Chizoba Alu, a University of Port Harcourt graduate of Science Laboratory Technology with specialisation in Physiology and Pharmacology, is making money from saving the lives of many Nigerians.
She is the CEO of Steripro Nigeria Limited, which she started in 2017. The firm was set up to change the way medical packaging was done in the health sector in the country. It was also a platform meant to ensure proper sterilisation of sensitive materials used in hospitals.
“Prior to that time, I had been in the paid employment where I tried to create a change in the health sector,” she says.
“The more I went in, the more I saw things that were not done right,” she confesses.
She wants to change the way medical packaging is done in the health sector and promote excellence in theatres and central sterile services departments (CSSDs). She has a new set of packaging materials that are hygienic and meet international standards.
Something prompted the Anambra State-born entrepreneur to take medical packaging very seriously.
“In my journey in the health sector, I discovered that CSSDs are non- existent in many hospitals. In teaching hospitals, they have them, but CSSDs are non-existent in most of the general hospitals. It is the operating theatres that do most of the sterilisation instruments they use,” she explains.
“Having moved around, I discovered that the materials they are using to package the surgical instruments are not of right standards. You find that most of the general hospitals, teaching hospitals, federal medical centres and leading private hospitals use brown envelopes, which are just wrapping sheets with no microbial barriers. In other words, they cannot prevent microbes from entering the instruments. I also discovered that some teaching hospitals and federal medical centres use the papers to wrap sensitive things. I also discovered, again, that some use calicos and re-use them many times. Sometimes, the sight of these calicos is horrible and these are things they use to package instruments that will be used on human beings,” she laments.
She had to take the bull by the horns to change this phenomenon.
“This is why I asked, ‘What can I do differently?’ ‘How do I come in?’ This was how I started doing research. Some medical personnel said they were using envelopes because those were what they knew,” she says.
But use of envelopes is a recipe for disaster as it can transmit infections from one person to another, she says.
She says if a HIV-virus patient goes through surgery and the instruments are not sterilised, there is a possibility that the next patient that is going on surgery will get that virus.
She, however, says that when the right packaging materials are used, the instruments will be sterilised properly, which, in turn, prevent microbes from feeding on the products.
“We started going on awareness training, moved round general hospitals, medical centres and went to the ORs to train the nurses on the availability of these products and why they needed to use the m,” she says, when asked how she started.
Her campaign is yielding fruits as a number of hospitals and healthcare centres now realise the danger of the traditional use of envelopes and other unhygienic materials during surgeries and treatment.
“The reception has been very good,” she says.
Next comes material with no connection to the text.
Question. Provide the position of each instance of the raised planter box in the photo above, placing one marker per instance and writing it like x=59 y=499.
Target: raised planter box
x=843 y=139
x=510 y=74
“It is not as if some of them do not know what is right. Some make excuses for themselves; some make excuses for patients and for the hospitals. Right now, I am not only trying to sell the products. I want to make sure that you and I can actually be on that operating table and feel secure,” she says.
So far, over 40 hospitals have accepted her message.
“When I started, I went to elite private hospitals. But at some point, I had to change a strategy to reach others,” the 40-year-old entrepreneur says.
Being from the South-East part of Nigeria, she has been able to get 15 hospitals to accept her message and products.
“A teaching hospital in the South-East has phased out brown paper completely. They said they did not know a product like ours existed. They also use our surgical parts,” she discloses.
Alu says that the hospitals complained initially that her products were expensive, but later realised that they were relatively cheaper.
“I asked them to go back and do the cost analysis on what they were using and the consequences, side by side with what I was offering them. It was at that point that some of them went home and did the cost analysis and told us to bring the products.”
“I said to them, ‘Sell safety to the patients because this life does not have any duplicate. If I know I am going to get a value from what I am paying for, obviously I will pay for it. Remove that brown paper which you buy at N50, because you end up giving them HIV virus for life. The cost of life is not N50. We are trying to create a change in perception,” she says.
The entrepreneur combines her role as a mother and entrepreneur so well that neither is affected. She attributes this to good planning.
She is a mentee of the Lagos Chamber of Commerce and Industry (LCCI)’s Mentorship Programme. She says the mentorship programme has changed her perception about business and money, enabling to properly.